No this is false - unsure if you saw our new blog - https://unsloth.ai/docs/models/qwen3.5/gguf-benchmarks which shows SOTA on nearly all bits, and we shared all our research as well

jychang · 2026-02-28T12:20:07 1772281207

Yeah, I saw that yesterday. The blog post does not explain why/how the Qwen 3.5 quants uploaded on 2/27 are different from the files uploaded on 2/24.

Old 2/24 Q4_K_XL commit (pre bugfix files): https://huggingface.co/unsloth/Qwen3.5-35B-A3B-GGUF/commit/7...

Questions for a postmortem that the blog post left unanswered:

- Why the change? Is it just to improve PPL/KLD? Sure, we can assume PPL and KLD are not perfect benchmarks. If yes, then why change the quantization anyways? Or was the old 2/24 quant actually much worse performing in the real world?I presume the Q4_K_XL quant using mxfp4 was the issue? If the 2/24 files having a lower PPL is an actual issue due to low quality tensors, then why not just say that?

- What were the main tensors that had the quantizations changed from 2/24 to 2/27? Did you now quantize attention tensors differently? Or perhaps ssm? T

- What was it changed from? Was it changed from mxfp4 or q4_k to q8, or something else?

A quick sentence in the blog post saying "ok, we've confirmed that using mxfp4 (or q3 or whatever) in the attention/ssm/biases/norms/etc is a bad idea, we had that in our old models on 2/24 and our new models today are better" that would make it clear. As it's written, it's trying to both say "PPL/KLD don't actually reflect real world quality" and "we changed our quant to increase PPL/KLD" at the same time, which seems contradictory.

zargon · 2026-02-28T18:05:37 1772301937

Explain what about that statement is false. Your original Q4_K_XL quant was broken.
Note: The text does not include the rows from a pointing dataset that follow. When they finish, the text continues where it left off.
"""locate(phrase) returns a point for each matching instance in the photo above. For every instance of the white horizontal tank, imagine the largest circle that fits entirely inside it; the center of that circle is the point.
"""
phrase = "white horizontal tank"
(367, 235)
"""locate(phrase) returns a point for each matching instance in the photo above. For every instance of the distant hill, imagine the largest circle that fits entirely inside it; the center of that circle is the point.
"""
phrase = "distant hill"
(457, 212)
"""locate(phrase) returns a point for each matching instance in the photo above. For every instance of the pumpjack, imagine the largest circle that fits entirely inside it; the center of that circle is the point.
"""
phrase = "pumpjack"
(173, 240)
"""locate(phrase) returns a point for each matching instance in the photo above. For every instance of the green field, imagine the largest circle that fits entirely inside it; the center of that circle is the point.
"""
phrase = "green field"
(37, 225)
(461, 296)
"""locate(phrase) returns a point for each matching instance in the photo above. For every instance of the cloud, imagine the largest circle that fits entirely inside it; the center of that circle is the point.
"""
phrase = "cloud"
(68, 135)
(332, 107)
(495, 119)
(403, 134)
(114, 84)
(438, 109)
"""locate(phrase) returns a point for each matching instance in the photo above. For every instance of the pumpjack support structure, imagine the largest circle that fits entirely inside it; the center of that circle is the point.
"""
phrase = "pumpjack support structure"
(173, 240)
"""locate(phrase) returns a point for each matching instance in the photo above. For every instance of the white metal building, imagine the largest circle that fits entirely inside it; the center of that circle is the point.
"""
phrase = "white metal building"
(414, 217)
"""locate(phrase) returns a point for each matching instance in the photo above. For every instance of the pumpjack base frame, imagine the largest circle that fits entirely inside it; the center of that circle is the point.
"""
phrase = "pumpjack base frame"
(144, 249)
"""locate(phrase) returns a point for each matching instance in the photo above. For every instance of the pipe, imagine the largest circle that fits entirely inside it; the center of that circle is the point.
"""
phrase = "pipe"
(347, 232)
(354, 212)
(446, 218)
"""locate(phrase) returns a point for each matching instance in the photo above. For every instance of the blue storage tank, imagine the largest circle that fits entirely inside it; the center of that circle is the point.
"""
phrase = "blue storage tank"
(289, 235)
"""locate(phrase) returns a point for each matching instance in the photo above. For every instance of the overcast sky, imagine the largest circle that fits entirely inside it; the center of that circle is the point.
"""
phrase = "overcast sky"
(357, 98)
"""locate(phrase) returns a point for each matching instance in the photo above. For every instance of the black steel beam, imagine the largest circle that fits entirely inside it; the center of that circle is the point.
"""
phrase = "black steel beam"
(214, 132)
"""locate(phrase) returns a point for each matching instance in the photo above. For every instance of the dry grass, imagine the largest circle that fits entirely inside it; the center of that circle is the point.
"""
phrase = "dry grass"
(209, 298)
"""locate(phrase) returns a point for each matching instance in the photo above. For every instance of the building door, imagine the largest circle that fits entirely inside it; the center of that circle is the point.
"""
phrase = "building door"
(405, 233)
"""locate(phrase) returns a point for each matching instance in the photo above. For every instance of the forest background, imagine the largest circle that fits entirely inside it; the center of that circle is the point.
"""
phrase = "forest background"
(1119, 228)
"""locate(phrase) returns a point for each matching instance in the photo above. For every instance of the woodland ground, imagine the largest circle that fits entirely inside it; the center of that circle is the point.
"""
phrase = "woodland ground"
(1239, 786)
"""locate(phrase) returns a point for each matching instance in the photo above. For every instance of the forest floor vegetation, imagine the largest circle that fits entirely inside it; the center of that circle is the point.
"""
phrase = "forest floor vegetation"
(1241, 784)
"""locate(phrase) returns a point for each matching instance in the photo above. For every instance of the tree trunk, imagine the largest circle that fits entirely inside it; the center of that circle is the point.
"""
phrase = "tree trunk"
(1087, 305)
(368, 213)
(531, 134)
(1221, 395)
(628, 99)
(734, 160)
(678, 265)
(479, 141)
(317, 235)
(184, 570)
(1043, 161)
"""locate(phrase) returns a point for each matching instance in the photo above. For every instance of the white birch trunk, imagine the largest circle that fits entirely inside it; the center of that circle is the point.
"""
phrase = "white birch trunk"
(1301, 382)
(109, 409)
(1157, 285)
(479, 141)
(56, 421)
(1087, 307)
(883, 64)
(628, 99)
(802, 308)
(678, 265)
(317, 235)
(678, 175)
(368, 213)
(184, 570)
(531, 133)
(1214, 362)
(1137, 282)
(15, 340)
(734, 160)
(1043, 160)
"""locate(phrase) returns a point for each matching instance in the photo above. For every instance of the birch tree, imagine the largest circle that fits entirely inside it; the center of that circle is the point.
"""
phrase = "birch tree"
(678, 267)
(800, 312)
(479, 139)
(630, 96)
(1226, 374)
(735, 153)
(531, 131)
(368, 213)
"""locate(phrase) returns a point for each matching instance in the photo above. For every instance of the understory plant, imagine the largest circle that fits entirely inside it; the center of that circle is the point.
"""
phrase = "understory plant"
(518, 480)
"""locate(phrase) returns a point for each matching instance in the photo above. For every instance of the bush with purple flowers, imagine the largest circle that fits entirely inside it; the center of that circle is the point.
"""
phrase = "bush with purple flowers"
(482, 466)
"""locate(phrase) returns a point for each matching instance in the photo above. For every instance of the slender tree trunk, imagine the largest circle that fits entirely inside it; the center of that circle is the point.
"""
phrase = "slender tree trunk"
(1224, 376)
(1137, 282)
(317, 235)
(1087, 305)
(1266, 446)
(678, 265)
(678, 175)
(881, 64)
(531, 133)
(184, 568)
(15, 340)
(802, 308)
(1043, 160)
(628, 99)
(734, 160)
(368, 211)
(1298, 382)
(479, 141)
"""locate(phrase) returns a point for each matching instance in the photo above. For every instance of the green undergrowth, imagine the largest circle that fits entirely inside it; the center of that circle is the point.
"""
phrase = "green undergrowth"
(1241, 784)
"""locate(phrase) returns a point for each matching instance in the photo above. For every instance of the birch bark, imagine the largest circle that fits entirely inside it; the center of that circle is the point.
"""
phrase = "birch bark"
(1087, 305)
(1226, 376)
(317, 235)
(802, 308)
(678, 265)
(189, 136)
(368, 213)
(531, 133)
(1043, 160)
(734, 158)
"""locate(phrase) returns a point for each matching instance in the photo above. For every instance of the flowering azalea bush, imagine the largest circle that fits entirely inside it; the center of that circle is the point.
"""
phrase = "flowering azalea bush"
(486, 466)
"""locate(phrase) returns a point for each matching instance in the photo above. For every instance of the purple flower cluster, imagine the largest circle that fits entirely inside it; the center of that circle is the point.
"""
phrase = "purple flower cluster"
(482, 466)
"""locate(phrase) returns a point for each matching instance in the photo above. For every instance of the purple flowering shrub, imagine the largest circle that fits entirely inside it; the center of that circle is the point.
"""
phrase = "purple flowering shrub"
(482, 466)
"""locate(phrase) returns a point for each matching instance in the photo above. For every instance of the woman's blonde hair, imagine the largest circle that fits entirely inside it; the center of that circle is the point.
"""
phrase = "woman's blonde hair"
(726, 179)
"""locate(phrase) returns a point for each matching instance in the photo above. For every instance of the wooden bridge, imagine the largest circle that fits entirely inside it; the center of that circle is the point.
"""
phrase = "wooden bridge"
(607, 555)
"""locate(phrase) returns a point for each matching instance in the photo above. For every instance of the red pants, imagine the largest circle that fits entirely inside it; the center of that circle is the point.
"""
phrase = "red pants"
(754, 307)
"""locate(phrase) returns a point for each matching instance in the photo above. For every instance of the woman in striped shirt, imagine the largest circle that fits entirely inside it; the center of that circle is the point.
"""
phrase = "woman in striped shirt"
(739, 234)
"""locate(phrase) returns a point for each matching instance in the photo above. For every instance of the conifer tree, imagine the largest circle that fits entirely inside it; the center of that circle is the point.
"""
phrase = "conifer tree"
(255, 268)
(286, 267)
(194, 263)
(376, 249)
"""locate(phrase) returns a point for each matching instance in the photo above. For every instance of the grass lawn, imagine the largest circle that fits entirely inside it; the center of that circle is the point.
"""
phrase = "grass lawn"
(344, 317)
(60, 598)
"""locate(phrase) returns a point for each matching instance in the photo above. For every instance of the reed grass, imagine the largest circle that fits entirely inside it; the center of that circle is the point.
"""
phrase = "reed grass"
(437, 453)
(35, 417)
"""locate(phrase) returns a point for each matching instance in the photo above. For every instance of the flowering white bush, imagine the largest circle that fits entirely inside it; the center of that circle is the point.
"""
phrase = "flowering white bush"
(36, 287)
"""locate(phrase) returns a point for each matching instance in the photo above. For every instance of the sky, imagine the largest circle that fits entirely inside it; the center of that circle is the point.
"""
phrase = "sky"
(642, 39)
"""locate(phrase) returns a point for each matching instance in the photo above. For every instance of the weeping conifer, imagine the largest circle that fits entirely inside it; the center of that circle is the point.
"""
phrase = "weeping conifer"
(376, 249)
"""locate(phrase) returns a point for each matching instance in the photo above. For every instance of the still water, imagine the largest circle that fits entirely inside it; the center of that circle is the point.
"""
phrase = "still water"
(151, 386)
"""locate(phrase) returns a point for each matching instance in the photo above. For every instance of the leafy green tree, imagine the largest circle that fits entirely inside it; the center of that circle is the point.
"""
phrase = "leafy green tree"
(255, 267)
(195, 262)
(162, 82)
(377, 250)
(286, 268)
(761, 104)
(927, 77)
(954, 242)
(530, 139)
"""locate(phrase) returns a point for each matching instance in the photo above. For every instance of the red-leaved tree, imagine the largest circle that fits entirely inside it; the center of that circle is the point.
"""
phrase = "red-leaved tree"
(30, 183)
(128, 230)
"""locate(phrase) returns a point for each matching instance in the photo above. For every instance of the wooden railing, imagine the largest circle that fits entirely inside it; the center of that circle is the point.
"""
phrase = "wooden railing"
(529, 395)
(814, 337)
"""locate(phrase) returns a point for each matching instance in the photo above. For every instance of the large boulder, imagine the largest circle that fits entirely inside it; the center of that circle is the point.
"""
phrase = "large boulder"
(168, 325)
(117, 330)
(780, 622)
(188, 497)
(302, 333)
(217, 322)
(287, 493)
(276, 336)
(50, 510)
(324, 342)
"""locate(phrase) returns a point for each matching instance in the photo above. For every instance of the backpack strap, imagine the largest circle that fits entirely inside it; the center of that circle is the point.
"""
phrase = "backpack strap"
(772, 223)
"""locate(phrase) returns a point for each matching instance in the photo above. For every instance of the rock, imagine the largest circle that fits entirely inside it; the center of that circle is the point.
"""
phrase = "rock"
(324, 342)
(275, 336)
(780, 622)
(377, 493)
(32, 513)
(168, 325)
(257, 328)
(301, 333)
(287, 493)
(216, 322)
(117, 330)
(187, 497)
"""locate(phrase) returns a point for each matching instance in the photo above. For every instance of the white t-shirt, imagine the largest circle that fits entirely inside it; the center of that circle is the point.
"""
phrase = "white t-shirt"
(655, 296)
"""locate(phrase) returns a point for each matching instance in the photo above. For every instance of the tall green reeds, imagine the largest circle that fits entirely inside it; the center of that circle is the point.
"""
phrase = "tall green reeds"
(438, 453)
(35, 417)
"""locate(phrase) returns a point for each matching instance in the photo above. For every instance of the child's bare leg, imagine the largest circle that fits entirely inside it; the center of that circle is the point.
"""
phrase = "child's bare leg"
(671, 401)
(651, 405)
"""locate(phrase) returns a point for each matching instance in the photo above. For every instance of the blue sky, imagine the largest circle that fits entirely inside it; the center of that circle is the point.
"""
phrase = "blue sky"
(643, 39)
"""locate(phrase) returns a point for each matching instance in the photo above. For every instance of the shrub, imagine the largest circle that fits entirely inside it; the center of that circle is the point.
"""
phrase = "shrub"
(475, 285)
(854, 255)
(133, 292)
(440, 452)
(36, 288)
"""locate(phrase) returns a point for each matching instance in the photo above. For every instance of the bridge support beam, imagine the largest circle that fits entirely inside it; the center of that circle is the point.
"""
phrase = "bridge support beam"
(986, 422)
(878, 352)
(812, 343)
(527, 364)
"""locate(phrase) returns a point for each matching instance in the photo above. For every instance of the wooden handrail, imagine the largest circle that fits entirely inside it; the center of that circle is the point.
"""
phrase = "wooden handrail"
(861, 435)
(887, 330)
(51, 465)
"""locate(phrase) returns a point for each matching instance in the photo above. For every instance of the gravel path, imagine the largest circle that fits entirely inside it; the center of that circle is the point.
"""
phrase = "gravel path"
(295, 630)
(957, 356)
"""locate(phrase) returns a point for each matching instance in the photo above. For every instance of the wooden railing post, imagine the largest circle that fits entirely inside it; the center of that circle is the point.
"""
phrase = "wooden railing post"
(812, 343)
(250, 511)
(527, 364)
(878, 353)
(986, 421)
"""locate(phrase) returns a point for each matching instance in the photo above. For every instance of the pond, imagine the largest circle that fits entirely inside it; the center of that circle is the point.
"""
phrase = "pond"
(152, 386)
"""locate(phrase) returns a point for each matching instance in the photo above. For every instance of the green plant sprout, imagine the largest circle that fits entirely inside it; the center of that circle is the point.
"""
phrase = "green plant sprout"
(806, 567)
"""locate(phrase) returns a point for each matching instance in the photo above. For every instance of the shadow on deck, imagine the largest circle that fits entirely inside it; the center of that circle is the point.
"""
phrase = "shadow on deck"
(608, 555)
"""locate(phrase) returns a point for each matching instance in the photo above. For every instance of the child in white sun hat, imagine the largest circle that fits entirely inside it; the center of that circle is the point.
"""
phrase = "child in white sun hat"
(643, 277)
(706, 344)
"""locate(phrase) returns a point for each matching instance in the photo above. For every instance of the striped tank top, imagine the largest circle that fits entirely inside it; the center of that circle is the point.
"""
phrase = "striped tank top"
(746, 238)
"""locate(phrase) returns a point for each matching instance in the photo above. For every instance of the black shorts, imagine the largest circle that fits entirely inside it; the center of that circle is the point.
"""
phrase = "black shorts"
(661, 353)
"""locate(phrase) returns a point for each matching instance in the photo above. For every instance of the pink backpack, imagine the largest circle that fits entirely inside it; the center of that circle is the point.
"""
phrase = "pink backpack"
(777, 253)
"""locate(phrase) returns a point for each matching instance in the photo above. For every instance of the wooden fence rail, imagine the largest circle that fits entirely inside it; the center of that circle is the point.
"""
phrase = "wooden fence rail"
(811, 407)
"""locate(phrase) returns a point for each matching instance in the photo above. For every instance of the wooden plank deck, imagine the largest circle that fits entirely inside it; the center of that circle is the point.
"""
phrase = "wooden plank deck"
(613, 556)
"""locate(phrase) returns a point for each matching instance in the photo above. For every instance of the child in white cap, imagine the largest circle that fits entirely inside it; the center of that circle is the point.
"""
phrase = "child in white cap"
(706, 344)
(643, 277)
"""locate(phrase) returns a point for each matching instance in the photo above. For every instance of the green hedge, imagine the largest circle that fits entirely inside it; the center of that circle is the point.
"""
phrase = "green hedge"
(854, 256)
People noticing that it was a total outlier among other quants is what prompted this "research". Your own data proves that your new release fixes the bugs of your original, in order to match AesSedai's PPL. Fixing bugs is great. Searching for the best quant mix is helpful. I use your quants and appreciate your work. But whitewashing this situation dilutes trust and good will.